Location(s): United States

Description

Dysmorphology is the branch of pediatrics and clinical genetics concerned with structural birth defects and delineation of syndromes. More than 1500 syndromes that include orofacial dysmorphia have been described. Today, dysmorphology remains largely descriptive, with diagnoses based on subjective or semi-quantitative clinical impressions of facial and other anatomic features. Over the past decade, dramatic technological advances in imaging, quantification, and analysis of variation in complex three-dimensional (3D) shape have revolutionized the assessment of morphologic variation, permitting robust definition of quantitative morphometric phenotypes that can distinguish patients from controls in a variety of syndromes. The goal of this proposal is to develop systems that will enable diagnostic application of craniofacial 3D morphometrics in clinical practice. We aim to define specific quantitative measures that characterize the aberrant facial shapes in a large number of human dysmorphic syndromes.

We anticipate that 3D photomorphometric “deep-phenotyping”, in conjunction with the rapid advent of exome and genome sequencing in clinical medicine, will transform dysmorphology from a clinical art into a medical science.

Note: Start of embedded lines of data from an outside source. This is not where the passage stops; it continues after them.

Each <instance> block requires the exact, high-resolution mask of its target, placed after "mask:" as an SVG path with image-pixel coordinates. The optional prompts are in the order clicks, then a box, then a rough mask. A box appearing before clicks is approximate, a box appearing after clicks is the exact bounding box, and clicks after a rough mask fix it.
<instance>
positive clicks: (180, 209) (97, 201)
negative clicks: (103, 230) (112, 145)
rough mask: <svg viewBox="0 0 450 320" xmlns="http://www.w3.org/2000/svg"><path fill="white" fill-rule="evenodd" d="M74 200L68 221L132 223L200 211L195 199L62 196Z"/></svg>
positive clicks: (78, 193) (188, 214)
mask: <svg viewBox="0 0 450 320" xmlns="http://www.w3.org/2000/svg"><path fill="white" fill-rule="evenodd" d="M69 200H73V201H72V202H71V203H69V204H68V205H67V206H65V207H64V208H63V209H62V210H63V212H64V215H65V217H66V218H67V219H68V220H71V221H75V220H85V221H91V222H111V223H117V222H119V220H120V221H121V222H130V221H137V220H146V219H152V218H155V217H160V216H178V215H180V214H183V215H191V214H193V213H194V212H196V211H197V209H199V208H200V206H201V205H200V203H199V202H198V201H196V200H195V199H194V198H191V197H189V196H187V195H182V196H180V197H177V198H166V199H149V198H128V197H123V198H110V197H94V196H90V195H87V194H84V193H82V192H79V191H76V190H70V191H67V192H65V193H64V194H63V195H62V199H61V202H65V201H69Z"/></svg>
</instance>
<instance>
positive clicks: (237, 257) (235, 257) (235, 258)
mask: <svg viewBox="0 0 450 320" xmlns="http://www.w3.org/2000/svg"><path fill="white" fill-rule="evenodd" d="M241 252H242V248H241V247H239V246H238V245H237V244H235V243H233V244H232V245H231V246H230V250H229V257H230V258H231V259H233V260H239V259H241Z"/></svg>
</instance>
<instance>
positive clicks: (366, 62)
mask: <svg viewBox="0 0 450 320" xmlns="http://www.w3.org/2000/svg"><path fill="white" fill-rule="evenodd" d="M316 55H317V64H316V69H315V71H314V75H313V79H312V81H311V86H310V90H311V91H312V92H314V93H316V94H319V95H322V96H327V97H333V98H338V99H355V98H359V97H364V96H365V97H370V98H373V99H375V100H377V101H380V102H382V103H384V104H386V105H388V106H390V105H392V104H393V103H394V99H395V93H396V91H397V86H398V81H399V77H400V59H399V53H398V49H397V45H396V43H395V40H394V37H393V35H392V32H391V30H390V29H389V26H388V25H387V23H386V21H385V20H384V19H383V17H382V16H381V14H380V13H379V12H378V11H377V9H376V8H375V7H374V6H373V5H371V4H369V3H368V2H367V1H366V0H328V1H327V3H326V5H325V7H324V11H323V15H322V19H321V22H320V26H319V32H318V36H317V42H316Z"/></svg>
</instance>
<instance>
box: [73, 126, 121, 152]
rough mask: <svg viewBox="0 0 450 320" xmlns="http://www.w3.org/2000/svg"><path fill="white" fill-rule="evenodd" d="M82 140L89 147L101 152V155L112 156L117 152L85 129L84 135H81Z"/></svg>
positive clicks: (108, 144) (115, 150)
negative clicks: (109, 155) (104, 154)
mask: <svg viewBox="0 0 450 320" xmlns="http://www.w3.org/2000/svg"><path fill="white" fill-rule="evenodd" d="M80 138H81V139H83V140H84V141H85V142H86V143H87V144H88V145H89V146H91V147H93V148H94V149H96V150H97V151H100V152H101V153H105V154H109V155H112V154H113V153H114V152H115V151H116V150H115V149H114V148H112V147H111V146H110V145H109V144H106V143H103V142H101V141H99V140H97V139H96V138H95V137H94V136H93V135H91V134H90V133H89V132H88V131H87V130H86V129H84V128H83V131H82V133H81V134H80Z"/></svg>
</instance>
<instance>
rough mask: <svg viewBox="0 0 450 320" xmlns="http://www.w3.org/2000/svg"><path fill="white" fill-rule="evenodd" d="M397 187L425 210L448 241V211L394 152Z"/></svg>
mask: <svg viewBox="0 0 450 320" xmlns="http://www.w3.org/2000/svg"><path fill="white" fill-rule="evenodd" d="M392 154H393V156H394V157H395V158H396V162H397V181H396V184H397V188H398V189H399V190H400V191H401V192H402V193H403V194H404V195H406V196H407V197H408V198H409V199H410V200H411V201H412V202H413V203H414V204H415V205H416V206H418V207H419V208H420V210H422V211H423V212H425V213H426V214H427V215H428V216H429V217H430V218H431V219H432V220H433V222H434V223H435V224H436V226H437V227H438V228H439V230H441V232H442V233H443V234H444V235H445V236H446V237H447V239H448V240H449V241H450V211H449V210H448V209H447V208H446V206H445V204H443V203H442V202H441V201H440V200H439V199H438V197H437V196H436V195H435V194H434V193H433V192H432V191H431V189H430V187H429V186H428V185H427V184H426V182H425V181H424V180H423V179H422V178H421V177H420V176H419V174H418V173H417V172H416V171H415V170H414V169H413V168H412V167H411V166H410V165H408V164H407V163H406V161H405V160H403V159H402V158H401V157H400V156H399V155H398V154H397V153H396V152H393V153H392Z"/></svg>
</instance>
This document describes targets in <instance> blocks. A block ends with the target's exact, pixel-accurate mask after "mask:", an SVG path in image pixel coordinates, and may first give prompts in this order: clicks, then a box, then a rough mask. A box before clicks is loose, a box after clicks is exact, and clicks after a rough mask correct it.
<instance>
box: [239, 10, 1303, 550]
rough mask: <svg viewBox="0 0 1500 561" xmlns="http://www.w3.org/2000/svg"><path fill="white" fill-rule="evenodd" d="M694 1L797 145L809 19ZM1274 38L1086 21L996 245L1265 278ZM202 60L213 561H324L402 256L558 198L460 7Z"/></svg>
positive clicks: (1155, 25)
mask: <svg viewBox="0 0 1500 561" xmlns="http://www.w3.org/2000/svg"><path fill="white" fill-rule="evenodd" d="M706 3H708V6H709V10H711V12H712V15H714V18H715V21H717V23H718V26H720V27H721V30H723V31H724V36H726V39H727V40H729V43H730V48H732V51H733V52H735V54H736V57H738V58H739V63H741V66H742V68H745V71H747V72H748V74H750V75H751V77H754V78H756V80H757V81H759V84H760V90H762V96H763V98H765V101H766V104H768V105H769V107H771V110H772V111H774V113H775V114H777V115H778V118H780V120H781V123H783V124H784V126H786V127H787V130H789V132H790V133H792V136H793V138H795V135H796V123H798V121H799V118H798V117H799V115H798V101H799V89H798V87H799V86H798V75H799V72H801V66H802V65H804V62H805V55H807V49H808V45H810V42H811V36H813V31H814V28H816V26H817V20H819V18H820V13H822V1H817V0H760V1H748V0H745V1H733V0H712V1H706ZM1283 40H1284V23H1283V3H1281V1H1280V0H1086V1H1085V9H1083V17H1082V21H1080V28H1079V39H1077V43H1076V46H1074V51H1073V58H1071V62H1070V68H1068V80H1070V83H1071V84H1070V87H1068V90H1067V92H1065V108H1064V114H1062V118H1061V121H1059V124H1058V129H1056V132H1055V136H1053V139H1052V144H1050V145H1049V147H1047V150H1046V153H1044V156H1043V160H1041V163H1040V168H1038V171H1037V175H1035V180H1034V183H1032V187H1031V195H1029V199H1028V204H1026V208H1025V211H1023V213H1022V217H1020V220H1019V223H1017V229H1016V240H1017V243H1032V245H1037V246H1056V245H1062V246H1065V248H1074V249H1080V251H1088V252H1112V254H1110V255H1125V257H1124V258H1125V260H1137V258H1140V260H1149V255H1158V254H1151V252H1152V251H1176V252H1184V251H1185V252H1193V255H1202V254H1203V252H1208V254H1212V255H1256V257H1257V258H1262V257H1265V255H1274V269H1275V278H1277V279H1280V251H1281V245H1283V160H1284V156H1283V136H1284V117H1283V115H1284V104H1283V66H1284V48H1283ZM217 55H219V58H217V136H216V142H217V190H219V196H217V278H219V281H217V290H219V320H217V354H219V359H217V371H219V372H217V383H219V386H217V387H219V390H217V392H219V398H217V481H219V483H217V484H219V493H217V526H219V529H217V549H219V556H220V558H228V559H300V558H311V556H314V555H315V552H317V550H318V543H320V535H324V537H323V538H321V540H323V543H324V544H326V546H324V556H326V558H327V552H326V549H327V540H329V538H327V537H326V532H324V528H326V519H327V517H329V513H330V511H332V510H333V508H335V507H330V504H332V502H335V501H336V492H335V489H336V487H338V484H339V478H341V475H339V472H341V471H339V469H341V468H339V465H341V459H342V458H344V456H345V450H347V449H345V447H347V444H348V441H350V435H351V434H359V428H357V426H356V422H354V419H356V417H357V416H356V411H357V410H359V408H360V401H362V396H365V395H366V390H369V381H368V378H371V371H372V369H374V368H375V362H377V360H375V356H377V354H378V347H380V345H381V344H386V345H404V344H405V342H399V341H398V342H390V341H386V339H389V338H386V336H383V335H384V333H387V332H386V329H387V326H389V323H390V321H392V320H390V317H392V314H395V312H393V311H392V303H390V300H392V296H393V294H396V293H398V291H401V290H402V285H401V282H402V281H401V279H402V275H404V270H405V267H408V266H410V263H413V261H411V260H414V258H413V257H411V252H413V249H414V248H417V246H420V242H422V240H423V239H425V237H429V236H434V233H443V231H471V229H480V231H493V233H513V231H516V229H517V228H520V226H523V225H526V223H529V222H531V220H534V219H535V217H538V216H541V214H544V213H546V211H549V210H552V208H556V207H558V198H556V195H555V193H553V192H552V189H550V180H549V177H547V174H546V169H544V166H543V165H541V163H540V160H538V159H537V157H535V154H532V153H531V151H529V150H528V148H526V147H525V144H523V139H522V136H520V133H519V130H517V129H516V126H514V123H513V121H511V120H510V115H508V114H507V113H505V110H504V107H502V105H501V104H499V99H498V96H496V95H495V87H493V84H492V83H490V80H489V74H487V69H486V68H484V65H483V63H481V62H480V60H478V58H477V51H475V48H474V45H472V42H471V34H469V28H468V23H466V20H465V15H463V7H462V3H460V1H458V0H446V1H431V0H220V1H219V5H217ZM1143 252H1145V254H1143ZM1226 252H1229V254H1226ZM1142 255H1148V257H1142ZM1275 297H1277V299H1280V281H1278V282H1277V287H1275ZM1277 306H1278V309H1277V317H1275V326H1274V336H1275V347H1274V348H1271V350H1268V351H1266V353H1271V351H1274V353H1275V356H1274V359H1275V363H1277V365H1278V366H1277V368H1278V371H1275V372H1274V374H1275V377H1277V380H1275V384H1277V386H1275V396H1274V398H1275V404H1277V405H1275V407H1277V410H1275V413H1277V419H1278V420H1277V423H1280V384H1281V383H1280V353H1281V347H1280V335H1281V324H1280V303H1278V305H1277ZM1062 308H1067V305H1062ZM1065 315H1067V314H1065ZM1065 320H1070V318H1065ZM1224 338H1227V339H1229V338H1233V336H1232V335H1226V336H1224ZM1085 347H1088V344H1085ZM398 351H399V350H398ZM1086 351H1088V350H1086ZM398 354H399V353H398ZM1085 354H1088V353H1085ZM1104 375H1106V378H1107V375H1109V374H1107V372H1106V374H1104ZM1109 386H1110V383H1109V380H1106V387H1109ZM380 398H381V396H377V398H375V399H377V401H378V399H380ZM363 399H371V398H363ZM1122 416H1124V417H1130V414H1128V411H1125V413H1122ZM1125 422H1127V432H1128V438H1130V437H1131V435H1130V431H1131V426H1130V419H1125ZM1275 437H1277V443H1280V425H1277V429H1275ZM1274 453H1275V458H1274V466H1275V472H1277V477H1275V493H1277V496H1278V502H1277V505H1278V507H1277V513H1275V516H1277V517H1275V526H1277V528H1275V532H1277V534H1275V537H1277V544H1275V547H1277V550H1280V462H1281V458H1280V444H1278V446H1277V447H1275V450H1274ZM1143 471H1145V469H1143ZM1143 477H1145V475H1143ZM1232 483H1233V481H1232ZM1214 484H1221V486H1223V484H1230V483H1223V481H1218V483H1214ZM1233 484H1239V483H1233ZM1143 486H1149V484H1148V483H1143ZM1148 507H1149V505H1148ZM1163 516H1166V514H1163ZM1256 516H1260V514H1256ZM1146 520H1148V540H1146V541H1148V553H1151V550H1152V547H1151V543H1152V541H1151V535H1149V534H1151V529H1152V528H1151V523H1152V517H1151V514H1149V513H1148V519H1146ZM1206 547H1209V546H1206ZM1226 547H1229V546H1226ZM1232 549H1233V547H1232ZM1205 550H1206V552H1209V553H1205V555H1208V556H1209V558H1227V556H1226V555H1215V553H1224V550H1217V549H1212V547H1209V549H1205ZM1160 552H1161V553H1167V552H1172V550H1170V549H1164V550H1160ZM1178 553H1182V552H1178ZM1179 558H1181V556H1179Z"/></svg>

Aim 1Build a broad and deep 3D morphometric facial scan “library” of defined craniofacial dysmorphic syndromes, a resource that can be shared with approved investigators for research purposes via the NIDCR FaceBase Hub.

Aim 2Develop 3D geometric morphometric (GM) and dense surface modeling (DSM) analytical tools to systematically analyze and distinguish dysmorphic syndromes from unaffected individuals and from each other.

Aim 3Develop a functional, automated, prototype clinical tool that is capable of simultaneously distinguishing a large number of syndromes, and that thereby can assist real-time diagnosis of syndromes in the clinical setting.